Caution about this event is being urged in the press as Lik is not known to the auction houses who sell the million dollar photographs by Gursky, Cindy Sherman and Jeff Wall. The sale was private and to an anonymous buyer, in other words, not verifiable.
So who is Peter Lik? According to his website he is “world-renowned, highly awarded, and boasting a huge international following.” This modest assertion is backed up by his fourteen shops across the US, including Miami, Las Vegas and Beverly Hills, where he sells his landscapes of canyons, deserts and sunsets. Lik’s work is “commercial-picturesque”, a genre that services the tourist trade with framed prints, postcards and calendars.

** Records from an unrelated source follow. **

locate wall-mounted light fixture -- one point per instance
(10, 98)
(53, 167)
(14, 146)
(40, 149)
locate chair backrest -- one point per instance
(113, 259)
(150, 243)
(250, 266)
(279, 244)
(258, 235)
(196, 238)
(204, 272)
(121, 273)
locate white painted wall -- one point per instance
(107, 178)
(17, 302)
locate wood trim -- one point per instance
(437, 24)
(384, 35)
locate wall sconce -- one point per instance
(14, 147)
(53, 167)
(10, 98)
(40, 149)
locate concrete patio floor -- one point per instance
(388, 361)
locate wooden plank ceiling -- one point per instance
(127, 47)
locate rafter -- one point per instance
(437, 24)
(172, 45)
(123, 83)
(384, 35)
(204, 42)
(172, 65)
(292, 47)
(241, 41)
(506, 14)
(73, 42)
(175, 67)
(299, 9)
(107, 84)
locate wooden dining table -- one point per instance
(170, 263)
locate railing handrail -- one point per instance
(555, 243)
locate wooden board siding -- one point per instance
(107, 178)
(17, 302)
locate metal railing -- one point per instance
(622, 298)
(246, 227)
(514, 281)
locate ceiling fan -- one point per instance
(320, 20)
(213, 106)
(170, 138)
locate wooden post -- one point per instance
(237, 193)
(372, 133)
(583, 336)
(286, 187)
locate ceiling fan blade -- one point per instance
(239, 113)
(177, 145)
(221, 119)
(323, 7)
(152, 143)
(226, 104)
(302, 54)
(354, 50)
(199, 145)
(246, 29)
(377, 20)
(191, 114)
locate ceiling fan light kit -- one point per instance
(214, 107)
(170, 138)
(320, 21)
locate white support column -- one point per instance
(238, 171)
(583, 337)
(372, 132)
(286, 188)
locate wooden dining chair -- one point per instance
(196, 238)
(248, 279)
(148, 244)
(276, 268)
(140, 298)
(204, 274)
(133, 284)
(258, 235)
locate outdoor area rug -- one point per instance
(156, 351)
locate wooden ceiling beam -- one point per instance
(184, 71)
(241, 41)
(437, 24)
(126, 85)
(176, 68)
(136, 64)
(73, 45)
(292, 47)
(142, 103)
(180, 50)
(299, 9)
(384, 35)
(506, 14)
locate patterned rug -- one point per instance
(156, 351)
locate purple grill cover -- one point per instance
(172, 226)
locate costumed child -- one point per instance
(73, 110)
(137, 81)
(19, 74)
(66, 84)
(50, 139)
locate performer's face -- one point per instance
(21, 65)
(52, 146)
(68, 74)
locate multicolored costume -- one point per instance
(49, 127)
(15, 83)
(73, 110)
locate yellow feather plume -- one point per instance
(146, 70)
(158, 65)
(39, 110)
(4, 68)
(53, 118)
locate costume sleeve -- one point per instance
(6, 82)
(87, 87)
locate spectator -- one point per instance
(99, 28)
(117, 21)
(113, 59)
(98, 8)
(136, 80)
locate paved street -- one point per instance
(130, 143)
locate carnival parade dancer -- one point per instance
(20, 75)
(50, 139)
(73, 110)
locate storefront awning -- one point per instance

He is not alone in this market, Ken Duncan follows a similar model, flogging over-saturated traditional landscapes, broadly derived from Ansel Adams’ epic style. Like Duncan, Lik is an Australian, but long a resident of Las Vegas where his simplistic visuals and boosterist marketing are a natural fit.
Peter Lik’s journey as a photographer has taken him from humble beginnings in his native Australia to the summit of international landscape photography… he decided to settle in Las Vegas, centrally located to the landscapes he loves so much. The rest is photographic history.
The mainstream art world is agog about Lik’s good fortune, so different from its own conceptual approach. But does it do any harm? Lik sells his visual pop music to an appreciative but unsophisticated public who can purchase his images at almost any price point, from $100 up to…$6.5 million. That’s pretty democratic. Try walking out of a gallery with a $100 Gursky.